Cervical vertebrae fusion is a surgical technique that unites the bones present in the cervical spine. If performed by an anterior approach, it provides access to the spine from the front of the neck.
What is the purpose of anterior cervical fusion?
Anterior cervical fusion allows bones of the cervical spine to be joined with or without the insertion of implants (cage, plate-cage, and plaques), metal (titanium) and non-metallic objects. This connection is closely tied by a bone fusion, which can be taken from the iliac crest, or it can be of synthetic origin. During the same intervention, several vertebrae can be operated on.
What steps should be taken to help prepare for the surgery?
The patient should be at the hospital with the complete results from previous tests carried out and follow any instructions given by the doctor in regards to the routine for food and medication intake.
Which patients can undergo this surgery?
Anterior cervical fusion is performed in cases regarding trauma or deformation following trauma, tumors, infections, cervical spondylosis, cervical stenosis and degenerative deformities.
Is anterior cervical fusion painful and / or dangerous?
The discomfort and post-operative pain symptoms associated with the procedure by anterior approach are shorter than those associated with posterior approach. Possible complications include hoarseness or dysphagia, vascular damage (arterial) or visceral damage (organs within the chest/abdomen). Moreover, grafts can increase the risk of osteoarthritis.

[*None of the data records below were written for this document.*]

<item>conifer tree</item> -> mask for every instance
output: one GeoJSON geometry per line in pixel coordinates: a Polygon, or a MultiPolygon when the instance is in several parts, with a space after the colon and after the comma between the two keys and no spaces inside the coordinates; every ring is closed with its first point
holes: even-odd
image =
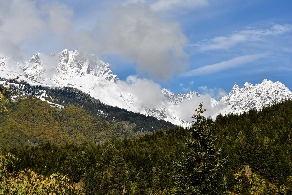
{"type": "Polygon", "coordinates": [[[148,184],[147,182],[146,175],[142,168],[138,172],[137,177],[137,187],[135,191],[137,194],[146,195],[147,194],[148,184]]]}
{"type": "Polygon", "coordinates": [[[176,194],[219,195],[227,193],[226,182],[222,172],[225,159],[219,159],[220,150],[215,149],[215,139],[202,114],[206,109],[199,103],[187,144],[189,152],[184,161],[175,163],[178,174],[174,176],[176,194]]]}

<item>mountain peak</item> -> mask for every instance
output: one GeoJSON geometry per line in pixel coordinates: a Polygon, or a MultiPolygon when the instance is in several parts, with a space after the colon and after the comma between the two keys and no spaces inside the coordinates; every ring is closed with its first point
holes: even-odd
{"type": "Polygon", "coordinates": [[[248,90],[253,88],[253,84],[250,83],[246,82],[243,85],[243,88],[242,89],[242,91],[245,91],[247,90],[248,90]]]}
{"type": "Polygon", "coordinates": [[[31,63],[40,63],[41,61],[39,59],[39,53],[36,52],[32,55],[29,59],[28,62],[31,63]]]}

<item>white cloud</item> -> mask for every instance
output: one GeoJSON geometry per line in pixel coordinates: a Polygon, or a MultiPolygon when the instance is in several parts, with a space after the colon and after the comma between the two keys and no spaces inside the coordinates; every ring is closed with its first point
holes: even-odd
{"type": "Polygon", "coordinates": [[[166,80],[188,68],[187,41],[179,24],[167,22],[141,3],[117,6],[108,11],[104,29],[105,53],[137,62],[140,74],[166,80]]]}
{"type": "Polygon", "coordinates": [[[151,7],[154,10],[170,11],[181,14],[207,6],[209,4],[208,0],[159,0],[152,4],[151,7]]]}
{"type": "Polygon", "coordinates": [[[0,0],[0,52],[6,55],[24,60],[26,44],[36,44],[52,32],[68,34],[73,13],[64,4],[0,0]]]}
{"type": "Polygon", "coordinates": [[[227,36],[217,36],[210,40],[204,40],[189,45],[195,47],[198,51],[201,52],[226,50],[240,43],[262,41],[267,36],[281,35],[291,30],[292,25],[288,24],[283,25],[273,25],[267,29],[250,27],[239,32],[235,32],[227,36]]]}
{"type": "Polygon", "coordinates": [[[208,89],[207,86],[205,86],[198,87],[198,88],[201,90],[203,95],[209,95],[217,100],[227,95],[224,89],[222,88],[215,87],[213,89],[208,89]]]}
{"type": "Polygon", "coordinates": [[[139,2],[149,5],[153,10],[166,14],[183,14],[210,4],[209,0],[129,0],[123,4],[139,2]]]}
{"type": "Polygon", "coordinates": [[[228,60],[223,61],[211,65],[205,66],[192,70],[182,76],[193,76],[220,72],[232,68],[239,67],[245,64],[253,62],[264,57],[267,55],[266,53],[259,53],[245,55],[228,60]]]}
{"type": "Polygon", "coordinates": [[[137,63],[140,74],[157,80],[166,80],[189,68],[184,51],[188,40],[180,24],[164,19],[146,4],[114,6],[101,22],[95,19],[92,31],[76,30],[73,11],[59,3],[0,0],[0,53],[15,57],[28,43],[36,45],[42,39],[49,42],[50,37],[55,44],[58,39],[64,42],[64,48],[119,55],[137,63]]]}
{"type": "Polygon", "coordinates": [[[140,109],[159,107],[166,101],[160,92],[161,86],[152,80],[132,75],[128,76],[126,82],[122,83],[125,88],[130,89],[137,97],[135,105],[140,109]]]}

What are the advantages to undergoing anterior cervical fusion?
The debate about which is the best approach to cervical fusion, either by anterior or posterior approach is still up for discussion. Data gathered from scientific literature show the effectiveness of both approaches and generally, the logical choice seems to proceed the location of the problem itself. The surgeon can, however, also base their analysis on other parameters, such as cervical instability. The advantages to the anterior approach include better control of spinal cord compression, which typically takes place in that compartment, originating from the disc, fewer hassles, and lesser post-operative pain. However, to proceed with the anterior approach also poses a risk to the blood vessels, viscera, and the recurrent laryngeal nerve.

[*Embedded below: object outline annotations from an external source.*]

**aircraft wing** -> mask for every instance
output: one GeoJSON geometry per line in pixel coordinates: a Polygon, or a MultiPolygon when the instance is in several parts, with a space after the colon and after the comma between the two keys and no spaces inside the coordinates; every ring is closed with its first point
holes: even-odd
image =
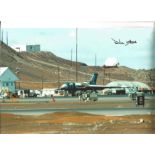
{"type": "Polygon", "coordinates": [[[80,85],[80,86],[76,86],[76,87],[63,87],[60,88],[61,90],[69,90],[69,91],[86,91],[86,90],[103,90],[103,89],[112,89],[112,88],[126,88],[126,87],[120,87],[120,86],[104,86],[104,85],[80,85]]]}
{"type": "Polygon", "coordinates": [[[125,88],[125,87],[120,87],[120,86],[104,86],[104,85],[88,85],[88,86],[81,86],[81,87],[76,87],[76,90],[103,90],[103,89],[112,89],[112,88],[125,88]]]}

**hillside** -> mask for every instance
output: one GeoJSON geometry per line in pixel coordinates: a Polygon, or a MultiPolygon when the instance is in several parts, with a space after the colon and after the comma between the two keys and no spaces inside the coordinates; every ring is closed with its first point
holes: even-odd
{"type": "MultiPolygon", "coordinates": [[[[0,66],[8,66],[17,74],[20,78],[17,87],[20,88],[57,87],[65,81],[76,79],[75,62],[57,57],[52,52],[19,53],[4,43],[0,47],[0,66]]],[[[87,66],[78,62],[78,82],[88,81],[94,71],[99,73],[98,84],[129,80],[145,82],[153,86],[155,77],[155,69],[135,70],[120,66],[104,71],[103,67],[87,66]]]]}

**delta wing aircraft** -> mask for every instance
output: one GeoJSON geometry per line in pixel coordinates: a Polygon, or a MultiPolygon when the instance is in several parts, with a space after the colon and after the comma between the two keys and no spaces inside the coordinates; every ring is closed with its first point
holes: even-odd
{"type": "Polygon", "coordinates": [[[66,82],[61,87],[60,90],[67,91],[68,94],[71,94],[72,96],[78,95],[78,93],[83,93],[88,90],[90,91],[97,91],[97,90],[103,90],[106,88],[122,88],[118,86],[105,86],[105,85],[96,85],[98,73],[93,73],[90,81],[83,82],[83,83],[76,83],[76,82],[66,82]],[[78,92],[78,93],[76,93],[78,92]]]}

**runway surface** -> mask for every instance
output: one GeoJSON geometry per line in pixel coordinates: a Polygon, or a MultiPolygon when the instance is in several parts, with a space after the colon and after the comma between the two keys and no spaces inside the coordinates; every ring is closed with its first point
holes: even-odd
{"type": "MultiPolygon", "coordinates": [[[[2,100],[1,100],[2,101],[2,100]]],[[[135,101],[127,96],[99,97],[97,102],[80,102],[77,97],[24,98],[14,103],[7,99],[1,102],[1,113],[41,115],[54,112],[83,112],[97,115],[123,116],[155,114],[155,96],[145,97],[145,107],[136,107],[135,101]]]]}

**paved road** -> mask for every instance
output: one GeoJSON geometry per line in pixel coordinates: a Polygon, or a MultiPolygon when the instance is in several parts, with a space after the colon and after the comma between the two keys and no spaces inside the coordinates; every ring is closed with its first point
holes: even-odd
{"type": "MultiPolygon", "coordinates": [[[[155,100],[155,95],[153,96],[146,96],[145,97],[146,100],[155,100]]],[[[50,97],[47,97],[47,98],[19,98],[17,99],[18,102],[27,102],[27,103],[31,103],[31,102],[48,102],[50,101],[51,98],[50,97]]],[[[58,102],[76,102],[76,101],[79,101],[78,97],[55,97],[55,100],[58,101],[58,102]]],[[[120,95],[120,96],[100,96],[98,98],[99,101],[115,101],[115,102],[118,102],[118,101],[127,101],[127,100],[130,100],[130,98],[128,96],[125,96],[125,95],[120,95]]],[[[3,102],[2,99],[0,99],[0,103],[3,102]]],[[[11,102],[10,99],[5,99],[4,100],[5,103],[7,102],[11,102]]]]}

Is hospitalization required?
The incision can be made horizontally or longitudinally on the right or left side of the neck. Later on, a simple discectomy is made, in fusion with a graft or with insertion of cage or plate-cage implants fastened with screws. The surgery is performed under general anesthesia while the patient lies in a supine position on the operating table, possibility with pillows below the knees. The use of electrodes may be necessary to monitor nerve activity, as well as a bladder catheter and other tools to help reduce the risk of deep venous thrombosis.
After surgery, monitoring the functional and neurological healing of the wound is necessary. Some doctors recommend the use of temporary external orthoses, such as collars.